Anti-pelagian Writings by St. Augustine
Chapter 23 [XVI.]--Figurative Speech Must Not Be Taken Literally.
|In short,| you say, |members are in this parable ascribed to the soul, as if it were really a body.| You will have it, that |by the eye the whole head is understood,| because it is said, that |he lifted up his eyes.| Again you say, that |by tongues are meant jaws, and by finger the hand,| because it is said, |Send Lazarus, that he may dip the tip of his finger in water, and cool my tongue.| And yet to save yourself from the inconsistency of ascribing corporeal qualities to God, you say that |by these terms must be understood incorporeal functions and powers;| because with the greatest propriety you insist on it, that God is not corporeal.

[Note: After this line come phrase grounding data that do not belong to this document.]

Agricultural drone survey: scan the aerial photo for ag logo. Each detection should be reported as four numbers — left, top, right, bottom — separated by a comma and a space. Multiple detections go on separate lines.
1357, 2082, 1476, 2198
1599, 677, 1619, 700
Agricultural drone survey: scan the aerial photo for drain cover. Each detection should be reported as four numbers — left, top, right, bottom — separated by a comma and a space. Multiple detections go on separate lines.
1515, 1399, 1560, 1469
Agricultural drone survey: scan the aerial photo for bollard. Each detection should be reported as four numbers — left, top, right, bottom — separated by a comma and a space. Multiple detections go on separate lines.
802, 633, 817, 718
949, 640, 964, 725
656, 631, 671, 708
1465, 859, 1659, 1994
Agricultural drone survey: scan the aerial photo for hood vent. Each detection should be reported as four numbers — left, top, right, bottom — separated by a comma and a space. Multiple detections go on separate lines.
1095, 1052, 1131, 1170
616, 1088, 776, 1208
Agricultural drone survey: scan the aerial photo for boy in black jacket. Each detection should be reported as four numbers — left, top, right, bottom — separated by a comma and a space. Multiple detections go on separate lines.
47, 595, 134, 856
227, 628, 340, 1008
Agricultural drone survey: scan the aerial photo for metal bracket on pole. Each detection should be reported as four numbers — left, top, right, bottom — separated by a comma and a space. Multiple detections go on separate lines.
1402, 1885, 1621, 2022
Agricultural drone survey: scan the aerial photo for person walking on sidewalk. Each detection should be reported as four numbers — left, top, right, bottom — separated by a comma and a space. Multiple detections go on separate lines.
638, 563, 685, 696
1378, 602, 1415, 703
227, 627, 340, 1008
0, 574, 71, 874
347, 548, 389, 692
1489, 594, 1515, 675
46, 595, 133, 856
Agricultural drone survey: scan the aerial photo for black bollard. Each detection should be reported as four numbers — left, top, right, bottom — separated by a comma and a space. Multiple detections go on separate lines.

What is the reason, therefore, that the names of these limbs do not argue corporeity in God, although they do in the case of the soul? Is it that these terms must be understood literally when spoken of the creature, and only metaphorically and figuratively when predicated of the Creator? Then you will have to give us wings of literal bodily substance, since it is not the Creator, but only a human creature, who said, |If I should take my wings like a dove.| Moreover, if the rich man of the parable had a bodily tongue, on the ground of his exclaiming, |Let him cool my tongue,| it would look very much as if our tongue, even while we are in the flesh, itself possessed material hands, because it is written, |Death and life are in the hands of the tongue.| I suppose it is even to yourself self-evident, that sin is neither a creature nor a bodily substance; why, then, has it a face? For do you not hear the psalmist say, |There is no peace in my bones, in the face of my sins|?